# Copyright 2017, Iain Dunning, Joey Huchette, Miles Lubin, and contributors #src
# This Source Code Form is subject to the terms of the Mozilla Public License #src
# v.2.0. If a copy of the MPL was not distributed with this file, You can #src
# obtain one at https://mozilla.org/MPL/2.0/. #src
# # Dualization
# The purpose of this tutorial is to explain how to use [Dualization.jl](@ref) to
# improve the performance of some conic optimization models.
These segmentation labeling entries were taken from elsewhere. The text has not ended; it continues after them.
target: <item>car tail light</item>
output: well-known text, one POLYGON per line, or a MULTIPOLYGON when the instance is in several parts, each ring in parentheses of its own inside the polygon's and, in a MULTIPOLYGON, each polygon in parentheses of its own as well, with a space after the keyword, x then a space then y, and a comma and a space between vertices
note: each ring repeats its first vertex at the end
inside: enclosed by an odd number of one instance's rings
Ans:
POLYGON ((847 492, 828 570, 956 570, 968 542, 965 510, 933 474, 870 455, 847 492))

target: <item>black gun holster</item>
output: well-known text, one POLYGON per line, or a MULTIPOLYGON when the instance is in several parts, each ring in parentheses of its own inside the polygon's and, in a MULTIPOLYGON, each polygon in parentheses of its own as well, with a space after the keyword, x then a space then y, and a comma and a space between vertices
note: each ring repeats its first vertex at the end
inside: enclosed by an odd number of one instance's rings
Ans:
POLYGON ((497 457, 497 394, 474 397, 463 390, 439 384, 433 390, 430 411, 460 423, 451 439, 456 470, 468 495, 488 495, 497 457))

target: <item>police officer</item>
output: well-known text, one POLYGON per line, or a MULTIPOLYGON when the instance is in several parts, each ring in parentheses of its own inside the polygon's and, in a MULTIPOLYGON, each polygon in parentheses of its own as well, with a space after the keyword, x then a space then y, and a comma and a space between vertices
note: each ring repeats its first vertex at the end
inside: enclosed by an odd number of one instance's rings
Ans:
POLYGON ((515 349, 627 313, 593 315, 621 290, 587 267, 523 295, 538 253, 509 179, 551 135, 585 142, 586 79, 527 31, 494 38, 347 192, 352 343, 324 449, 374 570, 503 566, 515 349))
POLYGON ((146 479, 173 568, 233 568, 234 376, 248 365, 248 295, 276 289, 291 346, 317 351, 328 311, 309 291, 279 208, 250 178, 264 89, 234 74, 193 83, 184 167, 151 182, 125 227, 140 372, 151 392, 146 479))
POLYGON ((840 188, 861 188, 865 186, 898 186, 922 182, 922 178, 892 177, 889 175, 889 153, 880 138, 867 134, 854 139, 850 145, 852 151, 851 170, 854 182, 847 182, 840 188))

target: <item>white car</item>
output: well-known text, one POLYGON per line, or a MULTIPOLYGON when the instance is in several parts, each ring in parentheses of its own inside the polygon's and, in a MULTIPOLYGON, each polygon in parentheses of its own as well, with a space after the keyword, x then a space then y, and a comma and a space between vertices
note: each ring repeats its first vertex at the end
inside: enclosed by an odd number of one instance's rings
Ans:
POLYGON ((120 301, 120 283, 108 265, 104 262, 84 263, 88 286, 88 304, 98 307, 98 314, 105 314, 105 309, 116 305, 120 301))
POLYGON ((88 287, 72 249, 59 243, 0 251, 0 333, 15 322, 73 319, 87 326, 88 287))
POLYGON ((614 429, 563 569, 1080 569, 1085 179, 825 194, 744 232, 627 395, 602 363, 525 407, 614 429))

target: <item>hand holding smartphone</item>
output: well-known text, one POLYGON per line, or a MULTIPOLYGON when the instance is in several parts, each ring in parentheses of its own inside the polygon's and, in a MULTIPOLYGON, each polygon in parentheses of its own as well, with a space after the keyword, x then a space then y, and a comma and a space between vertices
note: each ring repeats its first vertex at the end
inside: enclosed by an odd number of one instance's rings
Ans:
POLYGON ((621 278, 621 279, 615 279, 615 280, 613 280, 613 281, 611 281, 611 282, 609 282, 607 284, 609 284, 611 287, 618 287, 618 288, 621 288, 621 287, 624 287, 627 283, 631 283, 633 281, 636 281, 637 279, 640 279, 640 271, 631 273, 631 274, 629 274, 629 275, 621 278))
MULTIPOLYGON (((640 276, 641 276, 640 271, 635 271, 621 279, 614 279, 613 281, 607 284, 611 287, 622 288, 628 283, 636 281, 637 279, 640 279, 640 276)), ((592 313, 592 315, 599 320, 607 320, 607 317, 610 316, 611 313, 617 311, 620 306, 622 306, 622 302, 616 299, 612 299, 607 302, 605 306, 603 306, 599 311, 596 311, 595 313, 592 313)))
There are two
# important takeaways:
#
# 1. JuMP reformulates problems to meet the input requirements of the
# solver, potentially increasing the problem size by adding slack variables
# and constraints.
# 2. Solving the dual of a conic model can be more efficient than solving the
# primal.
#
# [Dualization.jl](@ref) is a package which fixes these problems, allowing you
# to solve the dual instead of the primal with a one-line change to your code.
# This tutorial uses the following packages
using JuMP
import Dualization
import SCS
# ## Background
# Conic optimization solvers typically accept one of two input formulations.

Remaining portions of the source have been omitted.